Moments of high drama have a way of drawing concerns and reservations from those who are otherwise sympathetic to the case for disclosure. Long-term critic of government secrecy Steven Aftergood explained his reservations about WikiLeaks just as the Manning disclosures were beginning back in 2010. Three years later, NSA whistleblower Bill Binney’s initial reaction to Edward Snowden’s revelations was also qualified, if generally supportive.[9]

The DNC and Podesta email disclosures are not outlier events that bear no relation to the leaks that came before them, and it’s important not to lose sight of those continuities. Parallel scrutiny, too, has not disappeared: as I write this article, lively debate is ongoing about the content and presentation of WikiLeaks’s #Vault7 release of CIA malware. Nevertheless, I do share some concerns about the environment for leaks in 2017.

A limitation of parallel scrutiny is that it requires some kind of common forum to operate properly.
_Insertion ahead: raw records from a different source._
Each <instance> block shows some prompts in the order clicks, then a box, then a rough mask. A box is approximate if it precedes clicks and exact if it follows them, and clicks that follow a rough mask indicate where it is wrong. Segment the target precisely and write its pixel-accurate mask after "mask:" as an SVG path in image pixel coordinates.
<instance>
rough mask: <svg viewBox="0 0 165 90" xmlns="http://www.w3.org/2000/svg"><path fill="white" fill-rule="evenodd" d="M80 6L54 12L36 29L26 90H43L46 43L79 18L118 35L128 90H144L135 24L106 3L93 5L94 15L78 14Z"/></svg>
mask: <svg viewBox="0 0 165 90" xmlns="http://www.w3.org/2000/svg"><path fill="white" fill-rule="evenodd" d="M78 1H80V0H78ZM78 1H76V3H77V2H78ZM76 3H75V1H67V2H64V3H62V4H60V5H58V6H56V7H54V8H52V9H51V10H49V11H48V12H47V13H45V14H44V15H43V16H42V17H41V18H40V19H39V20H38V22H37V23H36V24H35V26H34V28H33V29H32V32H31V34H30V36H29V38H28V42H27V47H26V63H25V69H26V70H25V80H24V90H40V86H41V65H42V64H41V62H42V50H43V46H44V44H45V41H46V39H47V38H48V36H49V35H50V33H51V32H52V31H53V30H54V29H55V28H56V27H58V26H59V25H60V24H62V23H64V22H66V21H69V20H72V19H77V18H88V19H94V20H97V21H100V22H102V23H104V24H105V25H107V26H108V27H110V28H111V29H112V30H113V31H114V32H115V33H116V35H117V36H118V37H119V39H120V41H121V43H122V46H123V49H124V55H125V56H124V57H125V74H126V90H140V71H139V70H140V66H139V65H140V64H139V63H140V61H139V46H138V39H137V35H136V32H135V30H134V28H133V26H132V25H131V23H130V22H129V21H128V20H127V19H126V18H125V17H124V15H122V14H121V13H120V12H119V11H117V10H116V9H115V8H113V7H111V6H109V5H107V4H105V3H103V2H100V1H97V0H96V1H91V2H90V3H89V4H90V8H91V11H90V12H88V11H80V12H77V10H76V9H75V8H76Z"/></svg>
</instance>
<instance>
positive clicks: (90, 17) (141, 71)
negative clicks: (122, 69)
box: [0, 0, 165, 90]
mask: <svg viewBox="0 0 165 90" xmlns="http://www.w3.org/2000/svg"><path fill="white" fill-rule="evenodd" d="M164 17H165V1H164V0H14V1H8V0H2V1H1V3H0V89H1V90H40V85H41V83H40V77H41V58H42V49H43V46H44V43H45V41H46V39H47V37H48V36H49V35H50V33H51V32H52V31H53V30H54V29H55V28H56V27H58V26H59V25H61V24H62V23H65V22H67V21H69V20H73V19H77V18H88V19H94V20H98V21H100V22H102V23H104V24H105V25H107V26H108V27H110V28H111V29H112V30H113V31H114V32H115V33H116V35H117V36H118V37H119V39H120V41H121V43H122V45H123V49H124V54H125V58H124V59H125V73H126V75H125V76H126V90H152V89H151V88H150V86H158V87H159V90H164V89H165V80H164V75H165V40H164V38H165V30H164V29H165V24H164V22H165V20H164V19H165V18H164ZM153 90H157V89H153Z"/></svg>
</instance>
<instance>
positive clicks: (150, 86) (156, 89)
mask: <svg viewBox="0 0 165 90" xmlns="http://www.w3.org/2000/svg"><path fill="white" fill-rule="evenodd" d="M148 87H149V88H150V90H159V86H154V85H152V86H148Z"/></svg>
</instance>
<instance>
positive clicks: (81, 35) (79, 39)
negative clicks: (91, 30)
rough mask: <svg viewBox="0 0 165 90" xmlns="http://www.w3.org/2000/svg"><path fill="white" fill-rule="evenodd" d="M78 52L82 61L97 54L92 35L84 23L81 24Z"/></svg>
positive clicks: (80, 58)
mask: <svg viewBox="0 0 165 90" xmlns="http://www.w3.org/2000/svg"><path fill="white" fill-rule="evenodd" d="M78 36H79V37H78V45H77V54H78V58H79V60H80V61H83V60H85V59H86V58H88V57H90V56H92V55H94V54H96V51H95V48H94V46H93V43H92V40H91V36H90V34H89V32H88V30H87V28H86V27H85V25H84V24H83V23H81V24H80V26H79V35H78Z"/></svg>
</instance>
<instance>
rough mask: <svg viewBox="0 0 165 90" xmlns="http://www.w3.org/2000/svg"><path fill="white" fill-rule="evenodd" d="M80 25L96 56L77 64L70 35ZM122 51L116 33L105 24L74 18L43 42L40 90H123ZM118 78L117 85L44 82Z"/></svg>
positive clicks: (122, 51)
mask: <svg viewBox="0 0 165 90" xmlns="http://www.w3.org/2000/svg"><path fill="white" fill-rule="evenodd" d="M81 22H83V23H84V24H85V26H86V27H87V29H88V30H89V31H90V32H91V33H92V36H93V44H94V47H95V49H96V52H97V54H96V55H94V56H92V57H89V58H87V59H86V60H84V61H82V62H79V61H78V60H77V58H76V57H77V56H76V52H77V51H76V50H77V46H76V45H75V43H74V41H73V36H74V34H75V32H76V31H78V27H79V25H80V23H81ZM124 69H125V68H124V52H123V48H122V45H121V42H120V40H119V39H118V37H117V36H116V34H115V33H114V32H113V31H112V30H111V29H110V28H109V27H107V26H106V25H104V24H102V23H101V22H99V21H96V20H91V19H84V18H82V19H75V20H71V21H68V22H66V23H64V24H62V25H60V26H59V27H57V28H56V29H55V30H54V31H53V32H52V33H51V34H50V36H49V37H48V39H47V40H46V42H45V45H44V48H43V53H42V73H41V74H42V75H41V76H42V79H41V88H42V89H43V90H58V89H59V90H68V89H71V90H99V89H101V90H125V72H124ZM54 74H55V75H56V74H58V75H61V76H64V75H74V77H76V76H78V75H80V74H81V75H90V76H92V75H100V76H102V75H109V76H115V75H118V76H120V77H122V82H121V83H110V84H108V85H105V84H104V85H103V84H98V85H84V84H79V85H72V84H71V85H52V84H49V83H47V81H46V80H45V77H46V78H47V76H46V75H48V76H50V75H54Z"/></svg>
In that regard, the development of self-contained “distinctive and insular” media ecosystems that limit the opportunity for encountering a broad range of dissenting views is potentially problematic (Benkler et al. 2017). In addition, researchers have found respondents with high degrees of political knowledge and low levels of trust in established institutions to be especially prone to the kinds of motivated reasoning that are often labeled as conspiracy theories. The concerns that preoccupy Fish and Follis and Sauter are closely related to these dynamics (Miller et al. 2016; Nyhan 2017; Swift 2016).

Neither an appeal to authority—as Sauter suggests—nor Fish and Follis’s recommendation of publication strategies that align “time and scale” will be sufficient to resolve this situation. A central difficulty is that although some conspiracy theories might appear irrational, it does not follow that a diminished degree of trust in established institutions is also irrational. The emergence of insular and alienated information communities reflects a endemic political problem that is not restricted to the public sphere.

Leaks have become politically important because, at a time when trust in institutions is collapsing across the board, they represent a rare instance of elite power being dissipated in a way that has genuinely broadened participation and brought with it surprisingly large social benefits. Without the parallel scrutiny of journalists, experts, readers, and researchers, Cablegate would not have been the phenomenon it was: journalists alone would not have been able to generate anything like the same world-changing, emancipatory impact. The practice of journalism has changed as a result for the better (Benkler 2013).

It seems strange to have to assert that increasing access to knowledge is more likely to present benefits to society than not, but that appears to be the state of the debate in 2017. The shock of the Trump vote, and the Brexit vote, has produced an understandable hunger for explanation, accompanied by a crisis of intellectual confidence.

Journalistic practice is undergoing a period of radical upheaval in the digital age and leaks are a major part of the process whereby the formation of narratives has been opened up to wider scrutiny. Aspects of 2016’s agenda will inevitably give pause to those who closely followed the contours of Cablegate, but scholars of these trends must take care not to confuse cause and effect. The development of isolated information communities has not been caused by leaks, but it has made clearer some of the social and political problems that have been coming to a head since 2008. Not least of these is a widespread sense of institutional failure and corresponding alienation from conventional political narratives.

Leaks, particularly when accompanied by public access to source material, have provided some of the few instances where that divide has been successfully negotiated. Those who misidentify leaks as the problem therefore run the risk of embracing deeply anti-democratic norms. Without a reality check, this could become self-perpetuating.